Metformin-related lactic acidosis is mainly due to the inhibition of hepatic gluconeogenesis.

The biguanides do this by inhibiting pyruvate carboxylase, the first enzyme of gluconeogenesis - the pathway which begins with the conversion of pyruvate to oxaloacetate.

Naturally, this leads to a buildup of pyruvate in the liver, and therefore increased available substrate for lactate production.  However, this is not the only mechanism (after all, the pyruvate could just as easily be metabolised in the Krebs Cycle).There are several other factors which contribute, and one specific article which addresses the pathogenesis of biguanide lactic acidosis with a satisfying amount of detail.

diagram of lactic acidosis due to biguanides

At higher concentrations, metformin can inhibit the electron transport chain of the mitochondria, producing  elevated levels of intracellular NADH. This reduces flow through Krebs cycle, so less pyruvate is cleared in this way. On top of that, the NAHDH:NAD ratio in the cytosol increases in favour of NADH, which favours the conversion of pyruvate to lactate.

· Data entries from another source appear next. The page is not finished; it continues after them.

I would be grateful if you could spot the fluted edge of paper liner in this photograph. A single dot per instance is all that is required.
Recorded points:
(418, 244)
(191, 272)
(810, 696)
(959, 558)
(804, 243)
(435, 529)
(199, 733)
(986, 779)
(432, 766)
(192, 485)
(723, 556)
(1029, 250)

Now, add to this a relative insulin deficiency (which reduces the activity of pyruvate dehydrogenase) and proper lactic acidosis ensues. Insulin deficiency accelerates the presentation of pyruvate precursors to the liver (these are mainly amino acids which get converted to pyruvate somewhere along the process of being converted into glucose).

Thus, we have an excessive buildup of pyruvate, with no hope of turning into glucose by gluconeogenesis, and with decreased entry into Krebs cycle. The only way to metabolise it is by LDH, into lactate. Thus, lactic acidosis ensues.

How much metformin must I take before I get this rare complication?

Being cleared renally, metformin therapy relies on normal kidney function. The patient with renal impairment will chronically retain metformin, and for them the dose is lower. As to the exact amount? It seems even 63 grams is survivable (albeit  with hemodialysis and having presented with a lactate of 17.7 mmol/L)


I offer my thanks to Antje R. Weseler, who has kindly corrected this page (it used to incorrectly state that pyruvate decarboxylase was the enzyme affected by biguanides), and who has provided some excellent references to stimulate a biguanide toxicity enthusiast:


Large, Valérie, and Michel Beylot. "Modifications of citric acid cycle activity and gluconeogenesis in streptozotocin-induced diabetes and effects of metformin."Diabetes 48.6 (1999): 1251-1257.


Kwong, Shun C., and Jeffrey Brubacher. "Phenformin and lactic acidosis: a case report and review." The Journal of emergency medicine 16.6 (1998): 881-886.


Jitrapakdee, Sarawut, et al. "Structure, mechanism and regulation of pyruvate carboxylase." Biochem. J 413 (2008): 369-387.




Gjedde S, Christiansen A, Pedersen SB, Rungby J. Survival following a metformin overdose of 63 g: a case report. Pharmacol Toxicol. 2003;93(2):98–9


Peters, Nicolas, et al. "Metformin-associated lactic acidosis in an intensive care unit." Critical Care 12.6 (2008): R149.